Le Gabon et la Guinée Équatoriale s’affrontent à la haye pour la souveraineté sur trois îles
Le mercredi 2 octobre, le Gabon a plaidé devant la Cour internationale de Justice (CIJ) de La Haye pour faire valoir sa souveraineté sur trois îles stratégiques situées dans le golfe de Guinée – Mbanié, Cocotier et Conga – face aux revendications de la Guinée équatoriale. Au cœur des arguments gabonais se trouve une convention bilatérale signée en 1974 à Bata, ville de Guinée équatoriale, document que Malabo qualifie de simple « bout de papier ».
L’argument du Gabon : un accord légal
Selon Libreville, cette convention constitue une preuve irréfutable de l’accord entre les deux pays, dans lequel la Guinée équatoriale reconnaît la souveraineté gabonaise sur ces îles et leurs eaux territoriales. Le Gabon a ainsi demandé aux juges de la CIJ de donner un poids légal à ce document, qu’il considère comme essentiel pour établir une base commune de négociation, permettant de résoudre le différend de manière pacifique et structurée.
La copie conforme du document : un défi, mais pas un obstacle
Bien que le Gabon n’ait pu présenter que la copie conforme du texte de la convention – l’original étant manquant – Libreville ne considère pas cela comme un obstacle insurmontable. Marie-Madeleine Mborantsuo, présidente honoraire de la Cour constitutionnelle du Gabon, a expliqué que cette copie avait été transmise en ampliation à l’ambassadeur de France à Libreville peu après la signature de l’accord, en octobre 1974, conformément aux pratiques diplomatiques de l’époque. Cette ampliation a été retrouvée dans les archives françaises, renforçant la légitimité du Gabon dans sa démarche.

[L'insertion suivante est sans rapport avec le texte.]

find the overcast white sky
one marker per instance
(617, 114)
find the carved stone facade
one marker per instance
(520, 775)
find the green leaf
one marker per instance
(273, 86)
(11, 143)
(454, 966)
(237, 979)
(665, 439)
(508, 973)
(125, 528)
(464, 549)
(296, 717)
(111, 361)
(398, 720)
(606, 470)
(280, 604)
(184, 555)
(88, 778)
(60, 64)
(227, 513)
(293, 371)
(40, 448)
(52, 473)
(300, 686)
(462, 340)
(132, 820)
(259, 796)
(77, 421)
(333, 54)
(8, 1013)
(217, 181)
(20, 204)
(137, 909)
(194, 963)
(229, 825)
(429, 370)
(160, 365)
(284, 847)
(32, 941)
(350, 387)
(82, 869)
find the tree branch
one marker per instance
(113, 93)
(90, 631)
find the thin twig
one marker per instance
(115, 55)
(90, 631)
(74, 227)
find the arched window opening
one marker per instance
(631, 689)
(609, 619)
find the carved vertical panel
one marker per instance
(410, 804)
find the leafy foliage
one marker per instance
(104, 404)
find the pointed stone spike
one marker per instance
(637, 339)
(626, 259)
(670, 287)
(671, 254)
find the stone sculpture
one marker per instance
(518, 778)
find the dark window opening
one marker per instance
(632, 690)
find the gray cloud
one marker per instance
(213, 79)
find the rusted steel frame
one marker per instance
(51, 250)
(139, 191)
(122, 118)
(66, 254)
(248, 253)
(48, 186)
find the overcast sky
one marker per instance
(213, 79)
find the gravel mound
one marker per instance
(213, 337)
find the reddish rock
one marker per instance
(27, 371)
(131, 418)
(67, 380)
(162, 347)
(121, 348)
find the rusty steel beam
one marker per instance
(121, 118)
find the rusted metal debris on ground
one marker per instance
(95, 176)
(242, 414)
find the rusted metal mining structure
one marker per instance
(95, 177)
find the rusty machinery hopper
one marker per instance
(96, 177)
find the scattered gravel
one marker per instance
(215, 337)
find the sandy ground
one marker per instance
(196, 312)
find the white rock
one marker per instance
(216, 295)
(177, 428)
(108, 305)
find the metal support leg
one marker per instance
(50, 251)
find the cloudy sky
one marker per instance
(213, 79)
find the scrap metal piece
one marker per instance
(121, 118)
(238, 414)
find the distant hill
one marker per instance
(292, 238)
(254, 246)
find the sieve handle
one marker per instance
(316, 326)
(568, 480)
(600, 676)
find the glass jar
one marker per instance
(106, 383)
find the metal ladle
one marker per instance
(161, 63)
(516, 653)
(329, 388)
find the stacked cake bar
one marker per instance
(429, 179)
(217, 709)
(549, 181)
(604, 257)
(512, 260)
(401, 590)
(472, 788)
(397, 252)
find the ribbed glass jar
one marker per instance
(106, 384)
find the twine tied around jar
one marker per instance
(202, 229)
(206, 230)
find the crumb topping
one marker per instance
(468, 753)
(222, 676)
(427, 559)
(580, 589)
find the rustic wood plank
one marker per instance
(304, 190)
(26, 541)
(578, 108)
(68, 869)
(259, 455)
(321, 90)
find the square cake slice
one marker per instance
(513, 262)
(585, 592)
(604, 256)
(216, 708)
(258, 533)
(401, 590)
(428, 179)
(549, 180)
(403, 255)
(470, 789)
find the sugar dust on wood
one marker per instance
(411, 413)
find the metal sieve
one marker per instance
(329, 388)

Un document contesté par la Guinée Équatoriale
De son côté, la Guinée équatoriale remet en cause la validité de cette convention, qualifiant le document de « bout de papier » et contestant son poids juridique. Les avocats de Malabo estiment que ce texte n’a jamais eu de valeur contraignante et ne peut donc pas servir de base pour statuer sur la souveraineté des îles disputées.
Enjeux stratégiques du litige
Le différend territorial entre le Gabon et la Guinée équatoriale prend une dimension cruciale en raison des richesses naturelles potentielles que recèlent ces îles, en particulier les gisements d’hydrocarbures dans leurs eaux territoriales. Pour le Gabon, la reconnaissance de sa souveraineté sur les îles de Mbanié, Cocotier et Conga est bien plus qu’une question de droit international : c’est un enjeu stratégique et économique majeur. La possession de ces îles pourrait non seulement garantir l’accès à des ressources pétrolières, mais aussi renforcer la position géopolitique du Gabon dans le golfe de Guinée, une région riche en hydrocarbures.
La Guinée équatoriale, qui revendique également ces territoires, a envoyé à La Haye son ministre des Hydrocarbures et du Développement minier pour défendre sa position. Toutefois, Malabo semble vouloir minimiser l’importance des ressources pétrolières dans ce différend. Selon l’un des participants à l’audience, « le pétrole n’est pas la question centrale », bien que la présence de gisements dans la zone soit évidente.
Au-delà de l’enjeu des hydrocarbures, si l’île de Mbanié passait sous souveraineté équato-guinéenne, le Gabon pourrait voir son accès à la mer sévèrement restreint. Ce scénario pourrait affaiblir sa position dans la région, tant sur le plan économique que stratégique. L’accès aux eaux territoriales et à leurs ressources devient donc un enjeu vital pour Libreville.
Les juges de la Cour internationale de Justice (CIJ) ont entamé leur délibération et rendront leur décision dans les prochains mois. Pendant ce temps, le secteur pétrolier observe de près l’évolution du litige. « Les compagnies pétrolières surveillent attentivement la situation, flairant les opportunités à venir en fonction de l’issue de ce conflit », a précisé ce même participant. Leur intérêt montre bien que les enjeux économiques sous-jacents dépassent largement les considérations politiques.